Once the child is born, the proud parents start dreaming about the child’s future. Providing the child a proper education occupies a great portion of their dreams and anxiety about the future of their little cherub.
Now, in recent years, the cost of higher education has skyrocketed to an impossible height and the parents with even small children are already nervous over the thought of how they will be able to bear the costs of their children’s education.
Well, the guide below will help you to chalk out a financial plan to support your child’s education all through her growing years.
The first and foremost part of this planning is to make it clear to yourself, what kind of education you wish to give your child. The answer to this question depends on how much money you have to allot towards educational purposes.
For example, if you want to send your child to a public college, it will be a lot cheaper than the private colleges.
According to certain estimates, by 2008 sending your child to a private college will cost over 34,000. The anticipated cost of a public college on the other hand is around 12,000 per annum.
Now, these figures might have given your heart a solid jump, but believe me, there is no real reason to panic; you have not yet considered the factors of scholarships, financial aid and all other types of subsidies. Even if you cannot bear the entire cost of your child’s higher education, avail the facility of these means to partly pay for the course fees and boarding charges.
Also, consider the various types of financial planning to get through your child’s college years without making the health of your personal finance too stressed out.
The state-sponsored 529 College Savings Plan provides you the best way of setting aside money for the bright future of your child. This plan comes with certain tax benefits as well. To make the most out of it, you have to start as early as possible.
Starting a college fund on your own can also be an option. In the latter case, you have to maintain sincere consistency in building up the fund. It is often advised that to build up such a fund, start with more high-risk, high-gain investment plans; then switch to safer versions of investments as the child reaches high school.
Student loans are another excellent way of fulfilling your dream to make your children really educated. You can opt from these popular student loans like the Federal Perkins Loan, Stafford Loans, or the Federal PLUS loans. Depending on your financial position, choose from among these types of loans that may be obtained through your bank.

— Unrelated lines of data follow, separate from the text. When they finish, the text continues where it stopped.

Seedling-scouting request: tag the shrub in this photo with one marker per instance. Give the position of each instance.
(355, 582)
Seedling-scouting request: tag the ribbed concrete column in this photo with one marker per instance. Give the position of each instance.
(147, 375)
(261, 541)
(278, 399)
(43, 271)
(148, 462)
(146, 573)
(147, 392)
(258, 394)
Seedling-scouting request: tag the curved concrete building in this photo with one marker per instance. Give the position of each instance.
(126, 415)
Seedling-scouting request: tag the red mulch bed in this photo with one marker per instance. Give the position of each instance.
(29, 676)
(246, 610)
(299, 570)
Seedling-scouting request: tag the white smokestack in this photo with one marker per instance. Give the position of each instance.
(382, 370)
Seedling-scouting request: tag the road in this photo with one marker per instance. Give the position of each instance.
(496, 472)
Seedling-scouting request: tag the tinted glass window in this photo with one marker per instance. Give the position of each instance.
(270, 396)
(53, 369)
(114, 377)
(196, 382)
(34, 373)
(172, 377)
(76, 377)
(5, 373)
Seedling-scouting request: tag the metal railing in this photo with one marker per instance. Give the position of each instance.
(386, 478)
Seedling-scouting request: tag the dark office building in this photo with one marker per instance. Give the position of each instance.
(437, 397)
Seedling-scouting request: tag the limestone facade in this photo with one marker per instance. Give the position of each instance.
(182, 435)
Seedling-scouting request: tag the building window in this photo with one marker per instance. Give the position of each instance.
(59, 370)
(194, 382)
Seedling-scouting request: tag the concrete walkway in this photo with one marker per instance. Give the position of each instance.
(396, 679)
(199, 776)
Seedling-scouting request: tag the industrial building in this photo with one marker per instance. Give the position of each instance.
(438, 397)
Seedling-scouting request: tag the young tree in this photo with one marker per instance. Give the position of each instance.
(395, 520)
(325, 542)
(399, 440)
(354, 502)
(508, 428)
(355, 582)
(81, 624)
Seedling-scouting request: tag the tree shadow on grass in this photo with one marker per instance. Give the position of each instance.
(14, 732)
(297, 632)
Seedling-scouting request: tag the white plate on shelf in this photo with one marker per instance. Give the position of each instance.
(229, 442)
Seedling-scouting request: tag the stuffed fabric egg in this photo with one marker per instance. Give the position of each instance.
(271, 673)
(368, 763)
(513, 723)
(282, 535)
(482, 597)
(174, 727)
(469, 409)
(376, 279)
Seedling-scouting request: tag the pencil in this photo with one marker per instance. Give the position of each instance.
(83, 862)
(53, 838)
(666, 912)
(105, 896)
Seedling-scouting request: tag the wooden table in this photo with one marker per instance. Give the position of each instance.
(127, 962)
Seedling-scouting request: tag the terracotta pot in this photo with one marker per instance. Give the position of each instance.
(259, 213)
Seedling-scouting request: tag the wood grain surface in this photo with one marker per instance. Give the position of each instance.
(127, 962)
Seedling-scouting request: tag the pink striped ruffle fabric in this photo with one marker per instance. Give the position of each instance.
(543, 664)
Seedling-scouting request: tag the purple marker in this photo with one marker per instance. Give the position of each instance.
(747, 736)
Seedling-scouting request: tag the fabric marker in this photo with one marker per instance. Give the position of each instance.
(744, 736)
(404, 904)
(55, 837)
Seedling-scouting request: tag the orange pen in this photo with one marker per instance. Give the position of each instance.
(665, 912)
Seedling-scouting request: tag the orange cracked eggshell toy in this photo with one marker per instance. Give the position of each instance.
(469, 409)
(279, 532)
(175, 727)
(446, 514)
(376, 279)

Zero coupon bonds are a type of deep discount bonds, the value of which grows at a systematic rate over the years. Invest in such bonds when your child is young only to let them yield a huge amount at the time he or she reaches college.
They also come with periodical cash back, so you can also use them to pay for the annual fees from time to time. By buying them in your child’s name, you will get some tax benefits as well. However, in that case, your child will be deprived of financial aid even if he qualifies for it.
So you see, there are a number of ways to plan for your child’s educational costs. It is advisable that you start saving towards this goal from infancy. Start with a small amount, but by the time the child grows up, the fund will be big enough to transform your child’s ambition into reality.